I think that I'll just use the default file type that Open Office uses and then simply save it as an HTML file in there whenever I want to import something to Mobi Creator.


----------



## Ann in Arlington (Oct 27, 2008)

Selcien said:


> It doesn't matter whether the doc. file is made by Works or Open Office as Microsoft Office keeps sticking it's nose in. I've burned up all of the available uses for Microsoft Office, and now attempting to import a doc. file results in a failure, and the file being locked (they were test files so it didn't matter.)
> 
> I think that I'll just use the default file type that Open Office uses and then simply save it as an HTML file in there whenever I want to import something to Mobi Creator.


Hmm. That's very strange. I would think once the file is a file that it wouldn't matter to MobiCreator what program created it.

Is there a reason why you don't just completely delete MS Office? Maybe if you could do that it wouldn't care about it.

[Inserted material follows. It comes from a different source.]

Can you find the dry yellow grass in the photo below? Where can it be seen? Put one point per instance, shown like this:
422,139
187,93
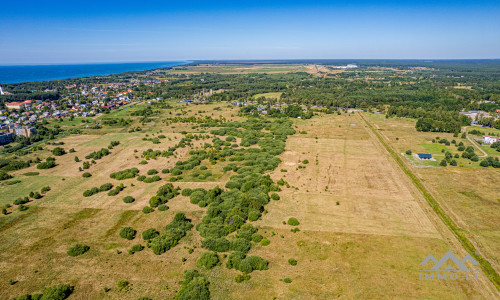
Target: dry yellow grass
369,246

Or, maybe you need to set your system that Open Office is the default program. I do know that if you create a file with OpenOffice and later try to open it it will be opened in MS Office if that's your default. Maybe for MobiCreator to work with it it has to be opened. I haven't noticed that behavior, but I haven't tried to convert any doc files.

I have all three programs, though. . . .let me play a little and see if I can figure anything out for you.

Ann


----------



## Selcien (Oct 31, 2008)

I've deleted Microsoft Office and Mobi Creator still won't import doc. files, it fails the moment I hit the import button. Considering how easy it is to save to an HTML document in Open Office, that Mobi Creator has no real problem making a build from it (I do get 1 "warning" but I have no idea what that's about, the file works on the Kindle). I think that I'll just go that route, and not worry about doc. files.


----------



## SusanCassidy (Nov 9, 2008)

I also use Open Office at home, and the problem is that when you try to import a .doc file into Mobipocket Creator, it tries to open Microsoft Word to save the file as HTML.  I don't know why the developers haven't created an option to use OpenOffice instead, but whatever.

At home, I save as HTML, then run it through Mobipocket Creator, which works fine.


----------



## ninjapanzer (Dec 14, 2008)

Is there a good processor to convert pdb to txt or html?

I want to include it in my converter project

http://www.kboards.com/index.php/topic,1534.0.html


----------



## pidgeon92 (Oct 27, 2008)

ninjapanzer said:


> Is there a good processor to convert pdb to txt or html?


Stanza's desktop client can convert from PDB to a variety of formats. Available for Mac, Windows and Linux.


----------